Last year, the Rugby Football League became the UK’s first national governing body to stream matches live on Twitch. Formula One Management also experimented with the platform in a one-race deal to stream the 2019 Mexican Grand Prix in Germany, Switzerland, Luxembourg, Denmark, Norway and Sweden.
However, the four content deals now in place with leading football clubs represent Twitch’s most significant move in the European sports sector.
Previously, the sports content was housed under the ‘Sports & Fitness’ category but will now be given much more prominence by Twitch, which has been monitoring the audience uplift in athlete-led, user-generated and live streaming sports content.
Each of the four clubs has a different content plan in place with the nature of the content provided dependent on broadcast rights restrictions and which content the club holds back for its own OTT service. This could, for instance, lead to clubs holding back live rights to a friendly or age-grade match to stream it behind a paywall on its own OTT platform and opt to showcase delayed coverage on the Twitch channel.
Unlike some club videos that are already offered on established social media platforms such as Facebook or YouTube, the content on the respective Twitch channels will include live production elements with a moderator fielding questions from fans (using Twitch’s live chat function) and putting questions to guests. This lends itself to so-called ‘Watchalong’ content, which itself has become popular during the Covid-19 shutdown with broadcasters, including UK pay-television broadcaster Sky, reverting to replays of matches with interactive commentary from guests.
The clubs will be responsible for the production of the content and providing the guests.

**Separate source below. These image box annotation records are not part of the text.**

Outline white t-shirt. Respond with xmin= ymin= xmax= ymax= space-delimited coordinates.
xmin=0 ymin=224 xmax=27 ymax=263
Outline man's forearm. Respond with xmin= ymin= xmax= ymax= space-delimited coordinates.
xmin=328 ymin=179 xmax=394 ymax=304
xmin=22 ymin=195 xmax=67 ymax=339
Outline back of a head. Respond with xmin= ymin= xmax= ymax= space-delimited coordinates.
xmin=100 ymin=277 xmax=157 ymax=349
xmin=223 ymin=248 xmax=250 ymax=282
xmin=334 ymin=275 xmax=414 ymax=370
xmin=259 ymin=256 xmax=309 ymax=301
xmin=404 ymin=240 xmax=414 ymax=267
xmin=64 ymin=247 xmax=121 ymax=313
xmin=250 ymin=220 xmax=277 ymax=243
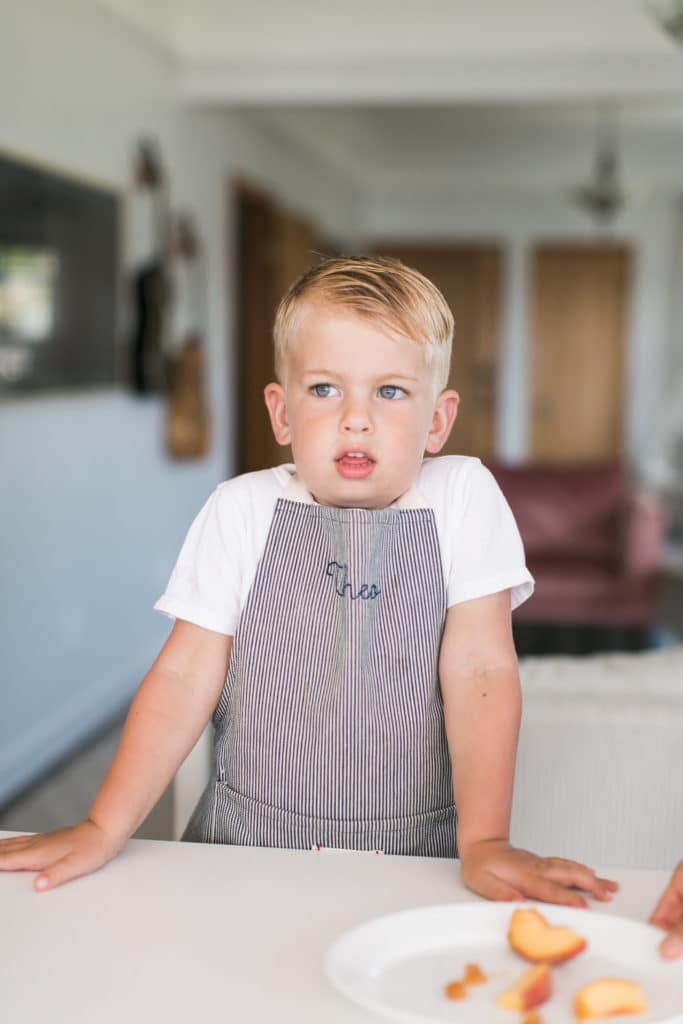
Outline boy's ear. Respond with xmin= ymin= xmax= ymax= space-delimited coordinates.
xmin=263 ymin=384 xmax=292 ymax=444
xmin=425 ymin=391 xmax=460 ymax=455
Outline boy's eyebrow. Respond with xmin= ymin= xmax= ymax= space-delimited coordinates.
xmin=303 ymin=370 xmax=420 ymax=384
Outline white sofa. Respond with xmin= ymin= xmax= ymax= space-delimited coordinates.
xmin=511 ymin=646 xmax=683 ymax=868
xmin=174 ymin=646 xmax=683 ymax=868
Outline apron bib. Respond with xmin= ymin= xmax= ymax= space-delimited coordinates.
xmin=183 ymin=490 xmax=457 ymax=857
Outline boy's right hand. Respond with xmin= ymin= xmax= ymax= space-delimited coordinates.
xmin=0 ymin=818 xmax=121 ymax=892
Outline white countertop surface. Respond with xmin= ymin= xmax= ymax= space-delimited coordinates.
xmin=0 ymin=833 xmax=679 ymax=1024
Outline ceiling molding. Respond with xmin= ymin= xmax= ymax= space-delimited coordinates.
xmin=179 ymin=52 xmax=683 ymax=106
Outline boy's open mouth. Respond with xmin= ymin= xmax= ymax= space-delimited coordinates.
xmin=335 ymin=452 xmax=375 ymax=480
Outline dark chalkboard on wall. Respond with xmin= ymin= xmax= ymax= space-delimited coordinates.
xmin=0 ymin=155 xmax=122 ymax=396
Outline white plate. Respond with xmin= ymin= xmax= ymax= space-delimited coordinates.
xmin=325 ymin=903 xmax=683 ymax=1024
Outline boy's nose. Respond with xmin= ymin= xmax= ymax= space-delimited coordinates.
xmin=341 ymin=402 xmax=372 ymax=434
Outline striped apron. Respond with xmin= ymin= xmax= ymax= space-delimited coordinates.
xmin=183 ymin=480 xmax=457 ymax=857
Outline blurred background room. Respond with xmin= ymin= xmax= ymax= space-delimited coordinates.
xmin=0 ymin=0 xmax=683 ymax=838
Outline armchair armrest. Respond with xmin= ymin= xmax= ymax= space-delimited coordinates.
xmin=623 ymin=490 xmax=667 ymax=577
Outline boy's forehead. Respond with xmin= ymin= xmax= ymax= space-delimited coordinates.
xmin=288 ymin=302 xmax=426 ymax=362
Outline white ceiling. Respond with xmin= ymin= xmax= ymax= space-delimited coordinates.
xmin=97 ymin=0 xmax=683 ymax=103
xmin=91 ymin=0 xmax=683 ymax=191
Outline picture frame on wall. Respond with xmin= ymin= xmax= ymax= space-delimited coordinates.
xmin=0 ymin=154 xmax=121 ymax=396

Real Madrid’s official channel launched on Twitch four months ago to coincide with an esports competition backed by LaLiga, and a concrete content deal was signed off the back of that launch.
The LaLiga side has attracted just over 32,000 followers since its launch on Twitch, a fraction of the 5.83 million subscribers to the Real Madrid YouTube channel, which launched in 2006.
PSG’s Ligue 1 rivals Marseille recently opted to broadcast two pre-season friendly matches on their Twitch channel.
Amazon, which bought Twitch just under six years ago for $970m (€873.3m), announced last month that it its four free-to-view Premier League matches during the remainder of the 2019-20 season would also be broadcast on the platform.
When Amazon acquired the NFL’s Thursday Night Football rights in 2018, it opted to use Twitch to distribute an alternate stream, with content creators on the platform invited to provide their own commentary and to interact with the audience directly during the games via the service’s live chat functionality. A deal to show multiple weekly NBA G League games in the same way quickly followed.
Earlier this year, Twitch also secured rights to broadcast matches from the National Women’s Soccer League in its domestic US market and was also named the NWSL’s exclusive international media rights-holder in a three-year deal.
Prominent sports athletes who stream content on Twitch include Los Angeles Chargers’ Austin Ekeler, Formula 1 driver Lando Norris, and WWE stars Cesaro, Paige and Rusev.